A polycarbonate resin (A) having a structural unit derived from a compound represented by the following formula (1) with respect to 100 mol% of a structural unit derived from all diols;
An aromatic polycarbonate resin (B);
Impact strength modifier (C);
A polycarbonate resin composition containing an acidic compound (D).

  The polycarbonate resin composition further contains at least one compound (E) selected from a compound of a long-period periodic table group I metal and a long-period periodic table group II metal compound. Item 5. The polycarbonate resin composition according to Item 1.   The content of the compound (E) is 100 parts by weight of the total amount of the compound (E) with the polycarbonate resin (A), the aromatic polycarbonate resin (B) and the impact strength modifier (C). The polycarbonate resin composition according to claim 1 or 2, which is 0.8 ppm by weight or more and 1000 ppm by weight or less in terms of the amount of metal in ().   The polycarbonate according to claim 2 or 3, wherein the compound (E) is at least one selected from the group consisting of inorganic salts (including carbonates), carboxylates, phenolates, halogen compounds, and hydroxide compounds. Resin composition.   The polycarbonate resin composition according to any one of claims 2 to 4, wherein the compound (E) is at least one selected from the group consisting of a lithium compound, a sodium compound, a potassium compound, and a cesium compound.   The polycarbonate resin composition according to claim 5, wherein the content of the acidic compound (D) is 0.5 to 5 times the mol of the metal in the compound (E).   The molded object obtained by shape | molding the polycarbonate resin composition of any one of Claims 1-6. For a composition comprising a polycarbonate resin (A) containing a structural unit derived from a compound represented by the following formula (1) and an aromatic polycarbonate resin (B), A previous step (i) of melt-kneading the compound, at least one compound (D) selected from a compound of a long-period periodic table Group II metal; and
The manufacturing method of a polycarbonate resin composition which has the post-process (ii) which melt-kneads the resin composition obtained by this process, an impact strength modifier (C), and an acidic compound (D) after this process.
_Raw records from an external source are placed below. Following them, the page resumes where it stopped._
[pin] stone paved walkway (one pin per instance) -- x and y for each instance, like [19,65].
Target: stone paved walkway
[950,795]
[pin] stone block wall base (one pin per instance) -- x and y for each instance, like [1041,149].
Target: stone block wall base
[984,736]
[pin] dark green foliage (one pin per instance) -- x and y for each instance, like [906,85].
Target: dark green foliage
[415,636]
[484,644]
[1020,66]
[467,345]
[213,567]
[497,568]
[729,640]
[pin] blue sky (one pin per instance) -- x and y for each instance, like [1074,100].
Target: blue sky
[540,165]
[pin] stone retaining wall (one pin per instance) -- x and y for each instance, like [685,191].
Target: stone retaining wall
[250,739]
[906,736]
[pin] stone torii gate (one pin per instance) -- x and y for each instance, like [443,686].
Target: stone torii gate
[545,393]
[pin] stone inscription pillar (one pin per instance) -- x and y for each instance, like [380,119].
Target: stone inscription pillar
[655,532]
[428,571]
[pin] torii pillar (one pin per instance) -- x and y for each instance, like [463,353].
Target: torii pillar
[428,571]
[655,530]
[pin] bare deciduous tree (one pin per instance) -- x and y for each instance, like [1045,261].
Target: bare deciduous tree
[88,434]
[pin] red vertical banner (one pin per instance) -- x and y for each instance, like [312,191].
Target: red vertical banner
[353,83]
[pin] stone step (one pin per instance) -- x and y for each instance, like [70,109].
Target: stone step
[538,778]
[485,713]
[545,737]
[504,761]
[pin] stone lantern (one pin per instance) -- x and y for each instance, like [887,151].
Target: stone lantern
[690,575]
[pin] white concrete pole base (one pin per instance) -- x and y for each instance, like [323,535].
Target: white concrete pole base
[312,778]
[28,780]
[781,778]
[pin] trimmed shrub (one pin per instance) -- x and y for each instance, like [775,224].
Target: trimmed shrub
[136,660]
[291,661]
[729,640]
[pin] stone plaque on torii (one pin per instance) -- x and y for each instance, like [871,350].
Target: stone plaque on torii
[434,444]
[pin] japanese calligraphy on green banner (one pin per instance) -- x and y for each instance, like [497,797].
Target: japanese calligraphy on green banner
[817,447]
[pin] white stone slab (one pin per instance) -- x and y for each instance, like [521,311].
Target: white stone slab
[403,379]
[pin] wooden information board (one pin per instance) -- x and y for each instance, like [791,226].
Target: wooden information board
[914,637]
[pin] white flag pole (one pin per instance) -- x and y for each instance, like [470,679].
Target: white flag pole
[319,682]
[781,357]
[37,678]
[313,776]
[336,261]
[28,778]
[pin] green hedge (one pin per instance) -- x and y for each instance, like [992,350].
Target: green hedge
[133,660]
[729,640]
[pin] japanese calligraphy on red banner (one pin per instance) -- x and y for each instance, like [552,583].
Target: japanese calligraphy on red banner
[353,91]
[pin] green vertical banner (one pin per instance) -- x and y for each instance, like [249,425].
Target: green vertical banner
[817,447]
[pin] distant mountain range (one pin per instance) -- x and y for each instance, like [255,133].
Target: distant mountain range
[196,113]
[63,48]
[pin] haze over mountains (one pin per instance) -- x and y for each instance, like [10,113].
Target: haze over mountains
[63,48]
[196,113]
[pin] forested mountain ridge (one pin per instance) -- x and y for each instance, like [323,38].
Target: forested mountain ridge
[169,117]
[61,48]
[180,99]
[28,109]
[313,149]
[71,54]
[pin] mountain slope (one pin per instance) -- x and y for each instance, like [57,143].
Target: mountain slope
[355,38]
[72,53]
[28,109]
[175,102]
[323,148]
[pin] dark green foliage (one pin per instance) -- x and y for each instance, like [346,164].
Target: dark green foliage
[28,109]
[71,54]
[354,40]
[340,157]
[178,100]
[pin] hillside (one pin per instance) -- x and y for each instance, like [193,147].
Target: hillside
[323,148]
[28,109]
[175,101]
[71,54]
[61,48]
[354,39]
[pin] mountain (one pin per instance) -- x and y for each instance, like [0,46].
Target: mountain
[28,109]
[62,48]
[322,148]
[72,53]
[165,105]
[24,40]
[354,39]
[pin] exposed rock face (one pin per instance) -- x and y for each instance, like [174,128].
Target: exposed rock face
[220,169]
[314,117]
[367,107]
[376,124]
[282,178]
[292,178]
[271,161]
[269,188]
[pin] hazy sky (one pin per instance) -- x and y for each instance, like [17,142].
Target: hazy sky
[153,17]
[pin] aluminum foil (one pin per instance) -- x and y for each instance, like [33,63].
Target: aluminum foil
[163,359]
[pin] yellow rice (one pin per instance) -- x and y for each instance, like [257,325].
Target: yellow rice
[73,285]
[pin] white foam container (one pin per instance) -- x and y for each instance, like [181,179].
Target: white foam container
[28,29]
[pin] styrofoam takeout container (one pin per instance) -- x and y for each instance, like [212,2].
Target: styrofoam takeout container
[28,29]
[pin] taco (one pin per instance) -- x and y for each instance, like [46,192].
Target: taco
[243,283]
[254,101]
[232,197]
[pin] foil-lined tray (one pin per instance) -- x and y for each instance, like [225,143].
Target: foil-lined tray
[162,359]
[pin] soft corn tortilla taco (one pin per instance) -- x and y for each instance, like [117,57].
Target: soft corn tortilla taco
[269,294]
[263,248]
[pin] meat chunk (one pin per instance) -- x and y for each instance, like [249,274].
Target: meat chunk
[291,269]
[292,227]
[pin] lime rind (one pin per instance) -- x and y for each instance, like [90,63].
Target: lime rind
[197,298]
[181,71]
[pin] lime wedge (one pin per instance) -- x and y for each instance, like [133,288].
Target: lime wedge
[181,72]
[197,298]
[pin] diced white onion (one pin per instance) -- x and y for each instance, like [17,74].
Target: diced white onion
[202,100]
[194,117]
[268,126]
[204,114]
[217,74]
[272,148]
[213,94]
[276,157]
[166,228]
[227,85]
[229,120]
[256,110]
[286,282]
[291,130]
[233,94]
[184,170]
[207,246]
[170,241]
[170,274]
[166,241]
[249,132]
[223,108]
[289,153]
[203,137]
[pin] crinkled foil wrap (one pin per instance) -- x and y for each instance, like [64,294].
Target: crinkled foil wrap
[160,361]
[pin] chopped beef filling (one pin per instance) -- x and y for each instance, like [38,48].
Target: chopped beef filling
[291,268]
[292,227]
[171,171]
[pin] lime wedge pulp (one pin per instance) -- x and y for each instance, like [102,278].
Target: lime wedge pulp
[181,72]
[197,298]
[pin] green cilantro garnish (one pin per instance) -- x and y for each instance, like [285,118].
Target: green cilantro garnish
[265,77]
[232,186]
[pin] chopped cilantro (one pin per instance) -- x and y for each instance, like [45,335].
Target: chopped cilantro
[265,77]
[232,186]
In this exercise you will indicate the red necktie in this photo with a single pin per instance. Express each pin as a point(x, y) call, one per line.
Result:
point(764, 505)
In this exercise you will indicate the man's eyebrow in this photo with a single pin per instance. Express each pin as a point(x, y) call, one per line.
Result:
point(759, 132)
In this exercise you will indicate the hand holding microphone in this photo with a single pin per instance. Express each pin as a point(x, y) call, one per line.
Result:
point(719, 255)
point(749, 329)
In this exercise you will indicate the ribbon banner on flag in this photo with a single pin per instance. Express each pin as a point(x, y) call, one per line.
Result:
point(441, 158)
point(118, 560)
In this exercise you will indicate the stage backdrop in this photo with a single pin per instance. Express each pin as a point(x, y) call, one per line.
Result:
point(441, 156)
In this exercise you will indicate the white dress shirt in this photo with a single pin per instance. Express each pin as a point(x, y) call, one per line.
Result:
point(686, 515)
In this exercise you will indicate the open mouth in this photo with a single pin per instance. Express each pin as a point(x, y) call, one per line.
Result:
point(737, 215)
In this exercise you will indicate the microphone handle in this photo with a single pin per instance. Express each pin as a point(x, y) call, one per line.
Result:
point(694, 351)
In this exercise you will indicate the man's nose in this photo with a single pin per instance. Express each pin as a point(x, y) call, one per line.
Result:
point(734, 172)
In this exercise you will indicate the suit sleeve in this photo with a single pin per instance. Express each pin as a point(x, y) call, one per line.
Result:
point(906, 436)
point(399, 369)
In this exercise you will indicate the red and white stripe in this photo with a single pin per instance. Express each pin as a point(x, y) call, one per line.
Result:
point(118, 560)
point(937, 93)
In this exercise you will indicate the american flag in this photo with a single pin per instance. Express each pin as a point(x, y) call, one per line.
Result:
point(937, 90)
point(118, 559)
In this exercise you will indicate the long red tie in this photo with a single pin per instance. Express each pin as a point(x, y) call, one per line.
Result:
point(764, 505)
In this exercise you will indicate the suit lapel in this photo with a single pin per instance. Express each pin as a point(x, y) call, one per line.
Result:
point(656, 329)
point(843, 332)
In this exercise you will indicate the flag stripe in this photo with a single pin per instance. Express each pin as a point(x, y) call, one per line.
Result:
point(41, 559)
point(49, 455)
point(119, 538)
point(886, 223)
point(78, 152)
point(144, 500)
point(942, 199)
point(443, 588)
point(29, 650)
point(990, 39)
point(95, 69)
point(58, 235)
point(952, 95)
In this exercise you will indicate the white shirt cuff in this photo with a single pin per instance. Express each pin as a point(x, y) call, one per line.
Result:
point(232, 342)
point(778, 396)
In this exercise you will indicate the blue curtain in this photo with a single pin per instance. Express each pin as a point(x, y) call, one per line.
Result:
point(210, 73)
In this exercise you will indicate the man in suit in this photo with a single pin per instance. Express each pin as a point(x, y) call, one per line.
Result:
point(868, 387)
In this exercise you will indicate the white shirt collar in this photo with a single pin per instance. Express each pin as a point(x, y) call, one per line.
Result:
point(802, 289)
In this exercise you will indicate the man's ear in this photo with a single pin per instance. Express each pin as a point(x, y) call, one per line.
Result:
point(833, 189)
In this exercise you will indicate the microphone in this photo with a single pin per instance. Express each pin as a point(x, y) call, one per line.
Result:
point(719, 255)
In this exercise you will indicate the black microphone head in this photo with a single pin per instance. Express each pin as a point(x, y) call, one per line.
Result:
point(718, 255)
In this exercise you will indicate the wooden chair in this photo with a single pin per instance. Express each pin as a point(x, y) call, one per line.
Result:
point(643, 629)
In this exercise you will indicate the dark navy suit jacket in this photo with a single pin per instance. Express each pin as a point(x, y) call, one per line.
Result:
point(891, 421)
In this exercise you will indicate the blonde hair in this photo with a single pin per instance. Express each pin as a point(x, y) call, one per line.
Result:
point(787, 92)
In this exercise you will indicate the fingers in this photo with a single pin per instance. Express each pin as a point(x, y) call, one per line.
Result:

The method for producing a polycarbonate resin composition according to claim 8, wherein the step (i) is performed under reduced pressure. The manufacturing method of the polycarbonate resin composition of Claim 8 or 9 which performs the said process (i) on the conditions that a vacuum degree is 30 kPa or less.   The compound (E) is at least one selected from the group consisting of inorganic salts (including carbonates), carboxylates, phenolates, halogen compounds, and hydroxide compounds. The manufacturing method of the polycarbonate resin composition as described in any one of.   The method for producing a polycarbonate resin composition according to any one of claims 8 to 11, wherein the compound (E) is at least one selected from the group consisting of a lithium compound, a sodium compound, a potassium compound, and a cesium compound. .   The addition amount of the said acidic compound (D) is 0.5 times mole or more and 5 times mole or less with respect to the metal addition amount of the said compound (E), It is any one of Claims 8-12. A process for producing a polycarbonate resin composition.